Più volte abbiamo sentito sostenere l’esigenza che una scienza si debba costruire su concetti chiari e nettamente definiti. In realtà nessuna scienza, neppure la più esatta, inizia da definizioni siffatte. Il vero e proprio inizio dell’attività scientifica consiste piuttosto nella descrizione di fenomeni, che sono in seguito raggruppati, ordinati e messi in connessione tra loro. Già nella descrizione non si può però fare a meno di applicare al materiale determinate idee astratte, che si prendono da qualche parte, e non certo solo dalla nuova esperienza. Tali idee – destinate a diventare in seguito i concetti fondamentali della scienza – sono ancor più indispensabili nell’ulteriore elaborazione della materia. All’inizio hanno necessariamente un certo grado di indeterminatezza; non si può parlare di chiara delimitazione del loro contenuto. Finché si trovano in questo stato, ci si intende sul loro significato riferendosi ripetutamente al materiale dell’esperienza da cui sembrano ricavate, ma che in realtà è ad esse subordinato. A rigore queste idee hanno dunque il carattere di convenzioni, benché tutto deponga a favore del fatto che non siano state scelte arbitrariamente, ma siano state determinate in base a relazioni significative con la materia empirica, che supponiamo di indovinare prima ancora di poterle riconoscere e dimostrare. Soltanto dopo un’esplorazione approfondita del corrispondente ambito di fenomeni si può coglierne più distintamente i concetti scientifici fondamentali e modificarli progressivamente in modo tale che essi da una parte diventino utilizzabili in un contesto più ampio e dall’altra siano del tutto esenti da contraddizioni. Solo allora sarà forse giunto il momento di farli finire in definizioni. Tuttavia, il progresso della conoscenza non consente definizioni rigide. Come l’esempio della fisica insegna in modo luminoso, anche i “concetti fondamentali”, stabiliti in definizioni rigorose, subiscono un costante mutamento di contenuto.1Un tale concetto fondamentale, per il momento ancora piuttosto oscuro, di cui tuttavia non possiamo fare a meno in psicologia, è quello di pulsione. Proviamo a riempirlo di contenuto, partendo da diversi punti di vista.
Note
1 Una concezione analoga aveva espresso Freud in Introduzione del narcisismo, assegnando tuttavia il primato all’osservazione empirica: “Rappresentazioni come quelle di libido dell’Io, energia delle pulsioni dell’Io e così via, non sono di certo né particolarmente perspicue né abbastanza ricche di contenuto; la teoria speculativa delle relazioni che le riguardano vorrebbe innanzitutto darsi come fondamento concetti rigorosamente delimitati; è appunto questa, credo, proprio la differenza fra una teoria speculativa e una scienza costruita sulla spiegazione dell’empiria.
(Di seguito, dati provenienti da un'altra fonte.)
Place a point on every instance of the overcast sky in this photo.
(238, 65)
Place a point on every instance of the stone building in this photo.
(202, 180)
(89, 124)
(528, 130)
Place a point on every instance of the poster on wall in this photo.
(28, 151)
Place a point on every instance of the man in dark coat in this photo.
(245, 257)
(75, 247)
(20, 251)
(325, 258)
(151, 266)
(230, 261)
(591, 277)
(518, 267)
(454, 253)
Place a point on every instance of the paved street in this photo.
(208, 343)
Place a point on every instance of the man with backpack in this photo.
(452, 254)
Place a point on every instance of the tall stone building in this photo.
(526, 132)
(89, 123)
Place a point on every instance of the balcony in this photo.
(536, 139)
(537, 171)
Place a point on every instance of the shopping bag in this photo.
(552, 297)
Quest’ultima non invidierà alla speculazione il privilegio di una fondazione precisa e logicamente inattaccabile; al contrario si accontenterà di buon grado di alcuni sfuggenti e nebulosi principi di fondo, quasi non concettualizzabili, sperando di chiarirli nel corso dello sviluppo, pronta a sostituirli eventualmente con altri. Queste idee non sono infatti il fondamento della scienza, su cui tutto il resto poggia; solo all’osservazione tocca questo. Non sono il punto più basso, ma piuttosto il più alto dell’intera costruzione e si possono sostituire o asportare senza correre il rischio di danneggiarla”. Cfr. S. Freud, Zur Einführung des Narzißmus, in Sigmund Freud Gesammelte Werke, 16 voll., vol. X, Imago, Londra 1946, p. 142.
Bibliografia
S. Freud, Zur Einführung des Narzißmus (1914), in Sigmund Freud Gesammelte Werke, 16 voll., vol. X, Imago, Londra 1946, pp. 137-170.
S. Freud, Triebe und Triebschicksale (1915), in Sigmund Freud Gesammelte Werke, vol. X, Imago, Londra 1946, pp. 209-232.